AMD CPUs, SoC Rumors and Speculations Temp. thread 2

Page 21 - Seeking answers? Join the Tom's Hardware community: where nearly two million members share solutions and discuss the latest tech.
Status
Not open for further replies.



You can see the pain people are going through with ARM in papers like this.

http://www.teratec.eu/library/pdf/forum/2015/Presentations/A6_06_Forum_TERATEC_2015_Perna_Enginsoft.pdf

The ecosystem needs another 4 years or so to be viable.

I wouldn't be surprised if K12 is delayed again, except for a semi-custom project where they have the funds to build the ecosystem they require.
 

semicustom as in Nintendo NX with 8x K12 cores, small fiji gpu with 4GB HBM or 4-8GB HBM2 or 8GB GDDR5...? 😗

@8350rocks: k12 for HEDT or desktop seems like a red herring to me, as HEDT has been strictly x86 territory no matter how much people delude themselves.
i do agree with the lack of efficiency claim though, vendors like facebook kinda pulled the rug under ARM on that one. vendor disappointment may be one of the reasons why ARM's development keeps getting delayed. there is always next time.
 


That paper is about ARM+GPGPU. There are similar stories about x86+GPGPU, and the reason why GPGPU compute is no more popular.



Say that to Paypal or to the AMD semicustom customer of the ARM powered SoC.
 


Not sure yet what others stated but this is only true in the consumers eye not the manufacture.
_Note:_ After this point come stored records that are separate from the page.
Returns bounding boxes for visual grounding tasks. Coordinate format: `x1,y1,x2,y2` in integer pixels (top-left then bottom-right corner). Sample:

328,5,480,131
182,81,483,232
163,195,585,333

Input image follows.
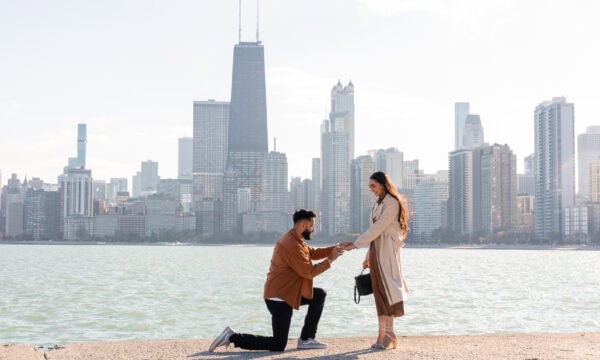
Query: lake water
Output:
0,245,600,346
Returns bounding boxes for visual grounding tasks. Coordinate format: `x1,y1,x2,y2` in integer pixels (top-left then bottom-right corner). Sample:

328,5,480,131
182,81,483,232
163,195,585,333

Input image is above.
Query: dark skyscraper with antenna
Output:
223,4,269,233
229,42,268,152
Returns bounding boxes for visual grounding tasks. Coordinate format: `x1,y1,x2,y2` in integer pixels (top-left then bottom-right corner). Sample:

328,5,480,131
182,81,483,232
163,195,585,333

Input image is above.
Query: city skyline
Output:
0,0,600,183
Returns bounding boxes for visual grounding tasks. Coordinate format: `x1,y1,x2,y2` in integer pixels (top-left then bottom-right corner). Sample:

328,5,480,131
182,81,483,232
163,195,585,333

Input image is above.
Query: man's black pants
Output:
229,288,327,351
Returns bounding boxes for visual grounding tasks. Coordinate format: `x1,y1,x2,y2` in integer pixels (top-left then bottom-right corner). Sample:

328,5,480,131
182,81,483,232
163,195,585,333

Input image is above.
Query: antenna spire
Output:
256,0,260,42
238,0,242,43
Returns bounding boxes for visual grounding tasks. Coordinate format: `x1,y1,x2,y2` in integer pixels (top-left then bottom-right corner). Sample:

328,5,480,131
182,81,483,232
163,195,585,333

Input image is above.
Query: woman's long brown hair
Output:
370,171,410,236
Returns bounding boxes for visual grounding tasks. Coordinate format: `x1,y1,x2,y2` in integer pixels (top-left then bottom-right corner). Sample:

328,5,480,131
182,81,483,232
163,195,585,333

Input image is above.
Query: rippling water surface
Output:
0,245,600,345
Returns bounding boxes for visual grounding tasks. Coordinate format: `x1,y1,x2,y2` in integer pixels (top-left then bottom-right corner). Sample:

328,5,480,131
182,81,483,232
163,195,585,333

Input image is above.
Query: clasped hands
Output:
337,241,358,251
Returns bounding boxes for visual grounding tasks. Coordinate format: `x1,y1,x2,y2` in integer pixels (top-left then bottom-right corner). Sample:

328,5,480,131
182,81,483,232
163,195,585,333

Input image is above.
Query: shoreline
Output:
0,330,600,360
0,240,600,251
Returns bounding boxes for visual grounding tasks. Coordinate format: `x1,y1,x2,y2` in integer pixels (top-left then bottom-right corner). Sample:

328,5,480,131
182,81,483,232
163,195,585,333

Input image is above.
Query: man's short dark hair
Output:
292,209,317,224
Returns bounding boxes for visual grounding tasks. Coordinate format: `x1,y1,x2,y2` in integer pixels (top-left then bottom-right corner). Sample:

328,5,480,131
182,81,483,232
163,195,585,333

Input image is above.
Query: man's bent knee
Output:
313,288,327,300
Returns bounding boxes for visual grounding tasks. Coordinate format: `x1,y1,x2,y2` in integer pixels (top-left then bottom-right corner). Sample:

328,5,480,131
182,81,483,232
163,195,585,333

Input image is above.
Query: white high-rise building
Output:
140,160,160,195
448,150,476,236
454,102,469,150
577,126,600,200
321,120,351,236
463,114,484,149
329,81,354,160
254,151,291,233
411,176,448,240
534,97,575,242
192,100,229,235
177,137,194,180
350,155,378,233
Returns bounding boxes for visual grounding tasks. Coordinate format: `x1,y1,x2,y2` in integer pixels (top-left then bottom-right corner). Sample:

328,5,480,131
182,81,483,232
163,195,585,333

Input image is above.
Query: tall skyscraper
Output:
462,114,484,148
69,124,87,169
577,126,600,200
253,151,291,233
454,102,469,150
140,160,160,195
411,177,448,240
517,154,535,197
59,168,94,240
309,158,323,232
192,100,230,236
321,81,354,236
350,155,378,233
58,124,94,240
223,41,268,233
321,120,351,236
479,144,517,234
448,150,474,236
534,97,575,242
177,137,194,180
329,81,354,160
24,188,61,240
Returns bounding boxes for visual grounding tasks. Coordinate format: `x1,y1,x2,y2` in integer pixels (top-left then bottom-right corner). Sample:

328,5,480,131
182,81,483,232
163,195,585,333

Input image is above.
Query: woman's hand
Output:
338,241,357,251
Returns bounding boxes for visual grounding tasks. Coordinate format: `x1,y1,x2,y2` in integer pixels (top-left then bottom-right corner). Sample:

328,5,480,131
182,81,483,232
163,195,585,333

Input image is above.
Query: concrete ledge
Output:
0,329,600,360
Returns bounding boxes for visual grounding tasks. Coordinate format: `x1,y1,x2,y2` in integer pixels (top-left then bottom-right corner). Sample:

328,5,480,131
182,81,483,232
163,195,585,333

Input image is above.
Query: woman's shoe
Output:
371,343,385,350
381,333,398,349
371,334,398,350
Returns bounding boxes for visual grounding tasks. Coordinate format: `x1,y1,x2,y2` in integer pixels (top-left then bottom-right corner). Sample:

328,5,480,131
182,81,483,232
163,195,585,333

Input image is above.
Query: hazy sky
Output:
0,0,600,186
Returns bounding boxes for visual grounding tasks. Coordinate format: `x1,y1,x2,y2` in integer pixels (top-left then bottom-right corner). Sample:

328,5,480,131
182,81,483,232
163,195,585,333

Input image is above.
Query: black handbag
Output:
354,269,373,304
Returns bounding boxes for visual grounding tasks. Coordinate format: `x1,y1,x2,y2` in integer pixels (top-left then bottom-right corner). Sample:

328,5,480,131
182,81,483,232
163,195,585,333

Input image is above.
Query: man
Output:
208,209,351,352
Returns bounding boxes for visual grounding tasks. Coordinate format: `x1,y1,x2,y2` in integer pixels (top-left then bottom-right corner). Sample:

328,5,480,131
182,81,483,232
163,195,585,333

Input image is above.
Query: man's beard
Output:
302,230,312,240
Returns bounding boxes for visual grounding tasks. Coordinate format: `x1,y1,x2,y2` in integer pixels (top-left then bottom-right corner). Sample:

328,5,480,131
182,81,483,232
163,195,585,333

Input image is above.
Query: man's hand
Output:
338,241,357,251
328,245,344,261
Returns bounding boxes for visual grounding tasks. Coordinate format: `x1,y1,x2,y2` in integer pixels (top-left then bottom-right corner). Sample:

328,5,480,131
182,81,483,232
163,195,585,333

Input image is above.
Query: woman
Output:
348,171,409,349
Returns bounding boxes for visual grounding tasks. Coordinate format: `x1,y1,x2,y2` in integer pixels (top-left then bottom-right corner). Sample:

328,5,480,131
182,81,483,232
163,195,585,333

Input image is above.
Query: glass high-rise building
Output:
462,114,484,148
454,102,469,150
192,100,230,235
534,97,575,242
350,155,376,233
321,120,351,236
577,126,600,200
329,81,354,160
177,137,194,180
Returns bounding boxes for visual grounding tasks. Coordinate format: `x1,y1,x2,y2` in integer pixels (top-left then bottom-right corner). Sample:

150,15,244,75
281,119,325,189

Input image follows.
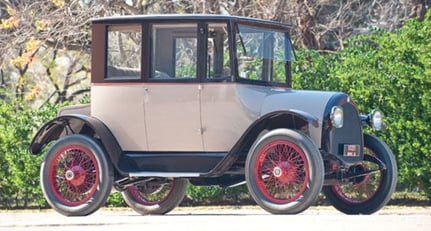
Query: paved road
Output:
0,207,431,231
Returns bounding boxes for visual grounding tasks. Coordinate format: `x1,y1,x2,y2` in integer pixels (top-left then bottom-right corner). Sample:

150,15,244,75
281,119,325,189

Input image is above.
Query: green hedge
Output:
294,11,431,198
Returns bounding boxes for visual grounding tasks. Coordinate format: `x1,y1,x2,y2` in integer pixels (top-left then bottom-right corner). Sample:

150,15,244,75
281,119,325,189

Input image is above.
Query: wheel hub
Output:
272,161,296,184
65,166,86,186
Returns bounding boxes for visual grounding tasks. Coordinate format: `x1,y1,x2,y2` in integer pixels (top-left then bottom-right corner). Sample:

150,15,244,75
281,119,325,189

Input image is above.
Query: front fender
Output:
203,110,320,177
29,114,122,173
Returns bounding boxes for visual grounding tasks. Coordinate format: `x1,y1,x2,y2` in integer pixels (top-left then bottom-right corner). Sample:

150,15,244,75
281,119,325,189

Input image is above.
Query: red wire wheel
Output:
254,140,310,204
322,134,398,214
245,128,324,214
40,134,114,216
49,145,100,206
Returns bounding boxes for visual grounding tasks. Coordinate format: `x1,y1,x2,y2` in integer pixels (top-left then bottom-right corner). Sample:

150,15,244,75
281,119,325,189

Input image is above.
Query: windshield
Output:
236,25,295,84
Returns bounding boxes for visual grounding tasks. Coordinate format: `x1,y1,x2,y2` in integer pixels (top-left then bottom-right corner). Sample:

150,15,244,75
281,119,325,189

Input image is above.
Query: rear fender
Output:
29,114,123,174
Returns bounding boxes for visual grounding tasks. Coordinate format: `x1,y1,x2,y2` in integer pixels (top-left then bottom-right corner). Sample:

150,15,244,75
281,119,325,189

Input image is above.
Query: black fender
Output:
202,110,319,177
29,114,126,175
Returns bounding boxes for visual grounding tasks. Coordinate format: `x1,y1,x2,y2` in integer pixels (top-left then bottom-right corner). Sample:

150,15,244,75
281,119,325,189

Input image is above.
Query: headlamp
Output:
330,106,344,128
368,109,383,131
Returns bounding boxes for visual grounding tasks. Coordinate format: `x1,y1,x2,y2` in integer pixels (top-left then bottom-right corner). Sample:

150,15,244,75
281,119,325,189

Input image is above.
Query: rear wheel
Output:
245,129,324,214
122,178,188,215
323,134,397,214
40,135,113,216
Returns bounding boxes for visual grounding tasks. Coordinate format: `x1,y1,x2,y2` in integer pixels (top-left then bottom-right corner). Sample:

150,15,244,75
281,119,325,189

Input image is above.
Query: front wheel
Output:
323,134,397,214
245,129,324,214
40,135,113,216
122,178,188,215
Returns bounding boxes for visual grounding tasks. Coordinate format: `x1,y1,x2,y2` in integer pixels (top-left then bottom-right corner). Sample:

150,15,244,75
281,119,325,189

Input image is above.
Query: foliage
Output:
0,100,56,208
294,11,431,198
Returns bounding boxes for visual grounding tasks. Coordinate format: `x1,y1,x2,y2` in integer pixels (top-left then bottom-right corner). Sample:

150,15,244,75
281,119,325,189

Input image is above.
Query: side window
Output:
150,23,198,80
206,23,231,80
105,25,142,79
236,26,292,83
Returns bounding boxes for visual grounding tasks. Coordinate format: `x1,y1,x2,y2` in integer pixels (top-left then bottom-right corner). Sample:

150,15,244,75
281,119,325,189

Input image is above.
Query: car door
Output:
143,23,203,152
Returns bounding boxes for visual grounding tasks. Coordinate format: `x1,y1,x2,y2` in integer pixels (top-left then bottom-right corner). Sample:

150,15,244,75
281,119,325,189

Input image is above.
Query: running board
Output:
129,172,204,178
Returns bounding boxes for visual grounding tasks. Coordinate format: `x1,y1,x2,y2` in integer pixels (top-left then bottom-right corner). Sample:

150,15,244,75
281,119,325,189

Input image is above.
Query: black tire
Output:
122,178,188,215
323,134,397,214
40,135,113,216
245,129,324,214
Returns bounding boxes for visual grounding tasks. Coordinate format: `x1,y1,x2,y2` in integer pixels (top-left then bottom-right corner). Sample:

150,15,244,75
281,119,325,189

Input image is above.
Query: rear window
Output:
105,25,142,79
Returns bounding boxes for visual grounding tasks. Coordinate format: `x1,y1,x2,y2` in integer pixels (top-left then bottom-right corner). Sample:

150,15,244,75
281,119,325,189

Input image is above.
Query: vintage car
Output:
30,14,397,216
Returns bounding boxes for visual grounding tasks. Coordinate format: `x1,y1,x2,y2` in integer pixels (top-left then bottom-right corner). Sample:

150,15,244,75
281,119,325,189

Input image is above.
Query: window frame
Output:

For example if it cost Amd 200$ to make a part and they have to sell it at a similar price or less they lose money, as many will tell you FX CPUs didn't earn them much over this issue.
 


Was that at me lol, trust me Nintendo isn't going to use HBM for NX unless they can get one heck of a deal they want their system to be cheaper then the Wii U Satoru Iwata stated he believed that price hurt the Wii U. Although Amd did state Zen or K12 was being used for a gaming device for 2016, personally i'd expect K12 over Zen over power savings since Nintendo likes their system small and Nintendo already has experience making games for Arm, also i expect K12 to probably be cheaper since its cheaper to make Arm designs.
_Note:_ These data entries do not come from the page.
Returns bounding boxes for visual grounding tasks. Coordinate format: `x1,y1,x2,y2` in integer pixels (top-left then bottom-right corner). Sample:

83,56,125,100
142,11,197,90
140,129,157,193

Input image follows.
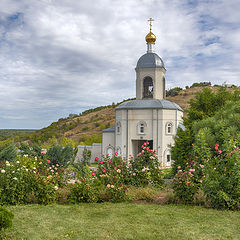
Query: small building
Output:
102,20,184,167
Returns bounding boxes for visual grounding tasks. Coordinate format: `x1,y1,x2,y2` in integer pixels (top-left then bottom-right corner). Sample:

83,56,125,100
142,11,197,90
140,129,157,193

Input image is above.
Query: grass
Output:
5,203,240,240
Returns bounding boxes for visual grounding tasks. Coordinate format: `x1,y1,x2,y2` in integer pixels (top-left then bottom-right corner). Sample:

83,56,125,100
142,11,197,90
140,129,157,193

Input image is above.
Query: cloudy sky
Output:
0,0,240,129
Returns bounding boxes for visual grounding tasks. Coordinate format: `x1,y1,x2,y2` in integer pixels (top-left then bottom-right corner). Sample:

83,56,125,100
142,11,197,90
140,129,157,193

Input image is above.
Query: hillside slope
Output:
27,87,232,143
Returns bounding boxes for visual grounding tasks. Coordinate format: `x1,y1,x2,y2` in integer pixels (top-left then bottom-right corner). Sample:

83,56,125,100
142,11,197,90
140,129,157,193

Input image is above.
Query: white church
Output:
79,18,184,167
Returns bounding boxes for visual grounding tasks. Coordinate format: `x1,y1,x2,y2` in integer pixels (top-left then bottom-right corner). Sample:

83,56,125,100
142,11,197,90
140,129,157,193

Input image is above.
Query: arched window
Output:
117,122,121,134
137,122,147,134
166,150,171,167
143,77,153,98
166,123,173,134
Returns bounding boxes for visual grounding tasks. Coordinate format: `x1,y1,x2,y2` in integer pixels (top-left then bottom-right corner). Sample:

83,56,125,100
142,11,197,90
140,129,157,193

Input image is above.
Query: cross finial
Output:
148,18,154,32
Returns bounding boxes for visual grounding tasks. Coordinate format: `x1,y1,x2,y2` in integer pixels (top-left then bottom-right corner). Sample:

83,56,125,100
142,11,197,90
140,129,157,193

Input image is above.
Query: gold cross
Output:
148,18,154,32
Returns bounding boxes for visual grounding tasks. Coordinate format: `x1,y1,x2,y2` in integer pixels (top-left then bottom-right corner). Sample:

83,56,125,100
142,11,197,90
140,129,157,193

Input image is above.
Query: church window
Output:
143,77,153,98
117,122,121,134
137,121,147,134
166,123,172,134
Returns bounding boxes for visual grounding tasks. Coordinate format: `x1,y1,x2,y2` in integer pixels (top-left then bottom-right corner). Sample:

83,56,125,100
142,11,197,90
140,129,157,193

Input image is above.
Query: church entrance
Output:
132,140,153,158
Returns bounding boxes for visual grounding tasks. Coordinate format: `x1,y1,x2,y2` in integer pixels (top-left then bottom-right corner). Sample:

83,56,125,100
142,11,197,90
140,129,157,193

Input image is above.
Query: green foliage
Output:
0,206,14,232
0,140,17,163
171,128,193,175
0,155,67,205
130,142,163,186
171,87,240,174
81,148,92,165
46,144,77,167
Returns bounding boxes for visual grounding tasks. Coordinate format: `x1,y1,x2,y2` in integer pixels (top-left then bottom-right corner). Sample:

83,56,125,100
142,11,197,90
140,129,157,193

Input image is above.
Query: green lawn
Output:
8,203,240,240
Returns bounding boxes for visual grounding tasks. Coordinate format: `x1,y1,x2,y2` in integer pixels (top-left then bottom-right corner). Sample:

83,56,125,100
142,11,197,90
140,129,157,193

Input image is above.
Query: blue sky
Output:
0,0,240,128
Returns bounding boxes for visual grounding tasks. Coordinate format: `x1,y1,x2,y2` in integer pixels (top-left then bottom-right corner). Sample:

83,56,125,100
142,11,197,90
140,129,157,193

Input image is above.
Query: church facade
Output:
101,22,184,167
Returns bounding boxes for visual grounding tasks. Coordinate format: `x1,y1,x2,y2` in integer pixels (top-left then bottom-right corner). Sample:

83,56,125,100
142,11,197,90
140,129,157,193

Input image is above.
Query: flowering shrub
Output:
94,153,130,202
203,141,240,210
0,206,14,232
130,142,163,186
173,156,199,203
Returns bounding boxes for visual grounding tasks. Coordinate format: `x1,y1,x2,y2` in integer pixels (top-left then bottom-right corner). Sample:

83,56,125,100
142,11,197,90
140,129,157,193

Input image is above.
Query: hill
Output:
23,86,236,144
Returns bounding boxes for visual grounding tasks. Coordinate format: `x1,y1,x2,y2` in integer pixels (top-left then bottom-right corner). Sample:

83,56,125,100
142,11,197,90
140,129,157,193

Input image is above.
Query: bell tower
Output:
135,18,166,100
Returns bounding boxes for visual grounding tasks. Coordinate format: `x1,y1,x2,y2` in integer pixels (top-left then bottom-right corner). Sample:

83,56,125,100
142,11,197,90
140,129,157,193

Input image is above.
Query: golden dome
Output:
145,30,157,44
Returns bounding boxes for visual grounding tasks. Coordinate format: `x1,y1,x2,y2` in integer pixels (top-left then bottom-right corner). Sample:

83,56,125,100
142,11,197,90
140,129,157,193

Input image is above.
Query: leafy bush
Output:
0,206,14,232
0,155,67,204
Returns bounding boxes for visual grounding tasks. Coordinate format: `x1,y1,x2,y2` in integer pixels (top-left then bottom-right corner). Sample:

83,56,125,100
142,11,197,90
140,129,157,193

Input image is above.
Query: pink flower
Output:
41,149,47,154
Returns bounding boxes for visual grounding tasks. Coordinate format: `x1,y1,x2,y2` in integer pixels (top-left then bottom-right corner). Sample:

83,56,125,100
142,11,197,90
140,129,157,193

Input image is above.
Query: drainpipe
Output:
126,109,128,163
Although for 3rd party support Zen or any X86 CPU would be a better choice for compatibility.
 


Just to comment here...

That is not entirely accurate. FX actually did ok, and the margins ended up actually being better than expected after the process matured. The money GloFo had to pay back because of yield issues, nodes behind schedule, etc. turned out to be enough that the CPU division did turn a profit a few quarters, and narrowly lost money a few others. The problem is, when your division is netting positive cash flow, but not enough to offset R&D, etc. to keep things rolling...you get what we have now...and a rough looking balance sheet overall for the division.

 


i mean amd cores scale well compared to intel.
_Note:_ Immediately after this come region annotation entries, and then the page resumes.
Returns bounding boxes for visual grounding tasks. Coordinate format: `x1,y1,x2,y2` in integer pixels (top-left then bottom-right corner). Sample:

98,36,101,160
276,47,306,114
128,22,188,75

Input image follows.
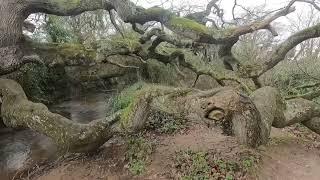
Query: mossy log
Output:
0,79,119,152
0,79,320,152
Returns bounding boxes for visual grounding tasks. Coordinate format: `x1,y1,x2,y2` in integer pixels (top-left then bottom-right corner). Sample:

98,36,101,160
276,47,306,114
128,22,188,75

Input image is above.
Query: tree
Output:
0,0,320,151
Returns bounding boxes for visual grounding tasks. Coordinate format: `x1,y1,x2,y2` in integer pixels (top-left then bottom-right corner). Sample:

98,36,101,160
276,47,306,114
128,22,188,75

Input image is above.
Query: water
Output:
0,93,110,180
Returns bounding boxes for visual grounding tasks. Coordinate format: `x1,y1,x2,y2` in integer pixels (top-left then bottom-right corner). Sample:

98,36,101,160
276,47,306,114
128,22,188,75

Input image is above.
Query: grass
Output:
126,134,153,175
174,150,258,180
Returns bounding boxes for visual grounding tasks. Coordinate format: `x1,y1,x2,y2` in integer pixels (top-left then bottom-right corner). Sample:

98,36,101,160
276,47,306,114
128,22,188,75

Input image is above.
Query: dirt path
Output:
256,130,320,180
19,126,320,180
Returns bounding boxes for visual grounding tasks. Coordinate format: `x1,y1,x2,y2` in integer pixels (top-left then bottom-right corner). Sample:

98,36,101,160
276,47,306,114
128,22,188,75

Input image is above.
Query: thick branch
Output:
0,55,43,76
25,0,112,16
258,24,320,76
0,79,120,152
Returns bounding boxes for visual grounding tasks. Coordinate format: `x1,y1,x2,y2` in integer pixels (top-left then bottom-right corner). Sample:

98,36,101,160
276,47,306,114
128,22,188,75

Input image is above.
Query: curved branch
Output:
258,24,320,76
0,55,44,76
25,0,113,16
0,79,121,152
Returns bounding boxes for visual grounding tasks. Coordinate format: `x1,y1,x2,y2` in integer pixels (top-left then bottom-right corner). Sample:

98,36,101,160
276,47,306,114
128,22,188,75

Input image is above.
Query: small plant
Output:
126,134,153,175
146,111,186,134
174,150,256,180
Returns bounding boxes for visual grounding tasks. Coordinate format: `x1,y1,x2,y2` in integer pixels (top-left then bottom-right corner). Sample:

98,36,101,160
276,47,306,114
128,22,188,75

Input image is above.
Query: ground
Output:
15,122,320,180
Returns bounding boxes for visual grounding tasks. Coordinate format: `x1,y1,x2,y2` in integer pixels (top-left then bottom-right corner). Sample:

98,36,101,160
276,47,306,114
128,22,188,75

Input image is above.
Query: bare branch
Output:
0,55,43,76
257,24,320,76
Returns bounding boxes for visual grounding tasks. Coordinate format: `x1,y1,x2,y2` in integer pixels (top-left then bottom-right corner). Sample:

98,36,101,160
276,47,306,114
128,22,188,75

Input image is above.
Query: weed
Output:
126,134,153,175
for example its like having crossfire or SLI. with one card you get 30 fps with 2 you get 50. naturally you would think 30+30 =60 but it dosent work this way scaling is never 100%. its the same with cpu's if you run a test and restrict the cpu to one core it will do for example 1 work. if we open it up to all 8 cores it will do around 6 work. meaning that a theorical 2 more units of work were possible but lost in reality.

this all core perf to one core perf ratio is called a multiplier ratio. it shows us why the amd fx chips were able to do so great in multi core benchmarks while having the same number of threads and much less single core power at similar clocks. without this ratio those benchmarks are pointless and cannot be fully understanded.

back to the original point amd cpu's have had historically better multiplier ratios than intel parts and piledriver MP ratio is still to this day better than even skylake! unfortunally with skylake's nearly twice the single core performance piledriver gets blown out of the water, as we should expect. \

cinebench r15 shows these ratios very well and shows how cpu's stack up in raw power for what they are. remember to only compare cpu's with the same core (thread) count or else ratios will be wacky. cant compare xeon 24 core to 8 core that ratio will be much better on intel's side unless we divide it by core and then im getting into too much math already I can tell 😀
 

You mean we should compare a 4 core / 8 thread i7 against a 4 module / 8 core FX? That happens because resources in FX are duplicated (integer pipeline), while in i7 they are shared (hyperthreading), right?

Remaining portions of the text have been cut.